Innovazione è quindi anche quella di una startup di ateneo qual è Xtensa, votata allo sviluppo di tecnologie di supporto per pazienti affetti da patologie degenerative come la Sla. Punta di diamante della sua opera è EyeAssist, una soluzione ausiliaria di comunicazione basata sul controllo oculare, che offre la possibilità di interagire con il mondo circostante attraverso un computer. Tramite un sistema di visione artificiale, l’utente sarà in grado di controllare il Pc con gli occhi, accedendo a funzioni di comunicazione di base (un normale editor di testo predittivo) e più avanzate (frasi pre-compilate e messaggi di allarme) e interagendo con i propri contatti via email o via Skype. La peculiarità di EyeAssist, che andrà presto in commercio indirizzandosi a ospedali, Asl e centri specializzati pubblici e privati del Nord Italia?
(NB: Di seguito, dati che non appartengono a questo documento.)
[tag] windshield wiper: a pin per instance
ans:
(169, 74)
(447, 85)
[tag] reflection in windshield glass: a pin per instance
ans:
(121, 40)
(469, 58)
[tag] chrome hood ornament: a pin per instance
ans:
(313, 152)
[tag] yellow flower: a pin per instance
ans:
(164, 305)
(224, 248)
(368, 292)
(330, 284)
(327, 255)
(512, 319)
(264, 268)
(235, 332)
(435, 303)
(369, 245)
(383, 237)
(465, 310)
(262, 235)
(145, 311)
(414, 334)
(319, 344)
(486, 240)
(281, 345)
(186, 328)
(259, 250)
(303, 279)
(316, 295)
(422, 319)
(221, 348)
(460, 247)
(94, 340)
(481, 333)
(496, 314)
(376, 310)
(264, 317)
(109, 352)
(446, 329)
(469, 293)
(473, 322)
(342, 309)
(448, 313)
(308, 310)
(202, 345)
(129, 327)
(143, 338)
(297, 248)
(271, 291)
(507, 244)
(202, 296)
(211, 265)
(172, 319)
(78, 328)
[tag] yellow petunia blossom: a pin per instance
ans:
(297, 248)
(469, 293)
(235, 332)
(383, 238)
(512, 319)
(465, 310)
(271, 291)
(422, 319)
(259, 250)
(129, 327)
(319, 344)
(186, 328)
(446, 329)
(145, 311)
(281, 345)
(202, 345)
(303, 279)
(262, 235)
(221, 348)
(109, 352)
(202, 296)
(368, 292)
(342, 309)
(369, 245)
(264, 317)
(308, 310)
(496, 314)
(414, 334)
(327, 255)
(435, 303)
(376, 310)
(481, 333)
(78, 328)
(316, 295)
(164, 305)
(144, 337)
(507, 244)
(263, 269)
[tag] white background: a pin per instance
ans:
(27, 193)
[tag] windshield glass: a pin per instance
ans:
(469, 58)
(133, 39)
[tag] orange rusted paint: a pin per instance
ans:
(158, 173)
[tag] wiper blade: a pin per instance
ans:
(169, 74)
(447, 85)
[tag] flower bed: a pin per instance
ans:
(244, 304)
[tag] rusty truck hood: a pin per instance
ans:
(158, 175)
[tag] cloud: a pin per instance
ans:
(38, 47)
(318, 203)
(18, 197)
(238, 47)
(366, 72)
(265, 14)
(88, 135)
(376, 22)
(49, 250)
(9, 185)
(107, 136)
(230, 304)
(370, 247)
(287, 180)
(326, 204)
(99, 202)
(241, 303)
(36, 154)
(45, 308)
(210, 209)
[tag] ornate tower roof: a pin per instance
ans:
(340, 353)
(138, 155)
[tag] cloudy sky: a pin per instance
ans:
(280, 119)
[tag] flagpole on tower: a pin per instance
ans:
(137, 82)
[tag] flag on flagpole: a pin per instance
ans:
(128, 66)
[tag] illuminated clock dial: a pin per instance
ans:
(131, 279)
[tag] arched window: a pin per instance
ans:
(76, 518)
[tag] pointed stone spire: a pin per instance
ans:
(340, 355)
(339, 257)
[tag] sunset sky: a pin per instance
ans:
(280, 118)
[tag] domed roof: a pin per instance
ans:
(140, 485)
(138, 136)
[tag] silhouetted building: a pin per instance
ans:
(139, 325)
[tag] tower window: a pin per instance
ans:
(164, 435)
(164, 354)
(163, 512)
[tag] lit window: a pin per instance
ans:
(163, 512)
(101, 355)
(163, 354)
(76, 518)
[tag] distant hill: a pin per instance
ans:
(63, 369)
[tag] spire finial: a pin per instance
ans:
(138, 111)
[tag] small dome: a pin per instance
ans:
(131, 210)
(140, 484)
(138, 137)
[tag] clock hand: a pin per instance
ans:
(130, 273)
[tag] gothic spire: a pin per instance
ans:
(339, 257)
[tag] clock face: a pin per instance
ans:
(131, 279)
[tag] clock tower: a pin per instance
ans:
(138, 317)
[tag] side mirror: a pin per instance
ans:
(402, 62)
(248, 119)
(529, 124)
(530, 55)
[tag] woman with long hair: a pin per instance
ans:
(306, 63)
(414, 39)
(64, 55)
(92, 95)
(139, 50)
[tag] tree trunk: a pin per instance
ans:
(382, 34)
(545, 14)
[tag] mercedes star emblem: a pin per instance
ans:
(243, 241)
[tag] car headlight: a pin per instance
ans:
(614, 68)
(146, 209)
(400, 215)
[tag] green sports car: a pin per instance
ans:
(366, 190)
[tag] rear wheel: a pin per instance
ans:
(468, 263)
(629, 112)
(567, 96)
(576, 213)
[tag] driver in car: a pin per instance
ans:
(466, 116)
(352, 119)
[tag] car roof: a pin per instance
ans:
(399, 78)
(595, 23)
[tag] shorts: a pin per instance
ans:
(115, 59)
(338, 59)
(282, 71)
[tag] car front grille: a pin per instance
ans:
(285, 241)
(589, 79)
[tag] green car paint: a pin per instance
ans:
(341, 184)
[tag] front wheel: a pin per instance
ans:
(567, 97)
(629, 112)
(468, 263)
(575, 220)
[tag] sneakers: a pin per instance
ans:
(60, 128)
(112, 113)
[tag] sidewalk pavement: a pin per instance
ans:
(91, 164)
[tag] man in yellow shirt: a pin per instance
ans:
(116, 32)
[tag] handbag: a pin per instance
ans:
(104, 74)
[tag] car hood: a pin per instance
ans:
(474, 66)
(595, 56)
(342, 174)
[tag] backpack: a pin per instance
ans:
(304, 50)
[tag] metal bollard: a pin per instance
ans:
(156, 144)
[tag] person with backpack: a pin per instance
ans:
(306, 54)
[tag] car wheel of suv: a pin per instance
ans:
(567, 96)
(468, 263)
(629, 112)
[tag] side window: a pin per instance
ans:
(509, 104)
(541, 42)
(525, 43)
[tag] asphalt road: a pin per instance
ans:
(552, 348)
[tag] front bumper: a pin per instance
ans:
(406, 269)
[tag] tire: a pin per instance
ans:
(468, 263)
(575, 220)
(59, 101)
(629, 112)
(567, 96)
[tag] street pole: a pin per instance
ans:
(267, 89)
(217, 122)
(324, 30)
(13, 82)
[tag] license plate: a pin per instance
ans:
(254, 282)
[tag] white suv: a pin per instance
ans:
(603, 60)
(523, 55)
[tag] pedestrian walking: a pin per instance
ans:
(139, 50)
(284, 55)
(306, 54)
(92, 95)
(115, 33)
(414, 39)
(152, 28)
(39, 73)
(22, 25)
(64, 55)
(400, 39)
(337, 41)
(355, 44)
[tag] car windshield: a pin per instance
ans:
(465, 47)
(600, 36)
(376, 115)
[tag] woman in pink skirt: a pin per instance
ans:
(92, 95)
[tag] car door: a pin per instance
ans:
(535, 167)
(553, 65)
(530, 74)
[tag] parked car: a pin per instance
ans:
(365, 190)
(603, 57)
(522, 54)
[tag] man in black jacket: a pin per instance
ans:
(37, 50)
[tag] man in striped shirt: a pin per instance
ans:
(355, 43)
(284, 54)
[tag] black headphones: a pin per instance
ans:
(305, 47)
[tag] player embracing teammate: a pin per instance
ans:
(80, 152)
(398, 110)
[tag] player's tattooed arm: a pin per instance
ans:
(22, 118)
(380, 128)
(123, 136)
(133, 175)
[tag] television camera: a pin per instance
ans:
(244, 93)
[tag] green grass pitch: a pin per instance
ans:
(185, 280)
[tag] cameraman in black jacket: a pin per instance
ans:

I suoi costi, come ci spiega Mattia Daldoss, socio e cofondatore di Xtensa. “Volevamo rendere queste tecnologie accessibili a tutti e quindi abbiamo abbattuto gli oneri dovuti all’uso di hardware dedicato, concentrandoci il più possibile su prodotti disponibili su larga scala”. Il risultato sono prezzi dell’apparecchio fino a dieci volte inferiori ai sistemi tradizionali già presenti sul mercato. l

LE MINI CAR ELETTRICHE AL SERVIZIO DELLE CITTÀ ECOSOSTENIBILI Un progetto di car sharing sperimentale, della durata di tre anni, che in Toyota non esitano a definire innovativo. Per la casa giapponese è l’occasione di testare sul campo, in quel di Grenoble, le sue “full electric” ultracompatte a tre e quattro ruote i-Road e Coms, ma non solo. La valenza di questa iniziativa è anche nel fatto che il servizio di noleggio offerto da Cité lib (società di car sharing già attiva in città) si basa su un’applicazione di data management totalmente integrata e interconnessa con il sistema informatico che gestisce il trasporto pubblico cittadino. Il vantaggio? Poter offrire all’utenza la migliore programmazione a livello di spostamenti, combinando i diversi mezzi utilizzabili, direttamente dal proprio smartphone o tablet. Ad alimentare le 70 auto elettriche della flotta ci penseranno 27 stazioni di ricarica delle batterie (120 colonnine in totale) ubicate vicino alle fermate di tram, treni e autobus. “Cité lib Ha:mo” (abbreviazione che sta per Harmonious Mobility) è anche il primo progetto su larga scala che il produttore di auto nipponico avvia fuori dal Giappone. Ora sbarca a Grenoble, centro dotato di una viabilità decisamente ben organizzata e con un’amministrazione locale molto sensibile ai benefici promessi dalla mobilità sostenibile.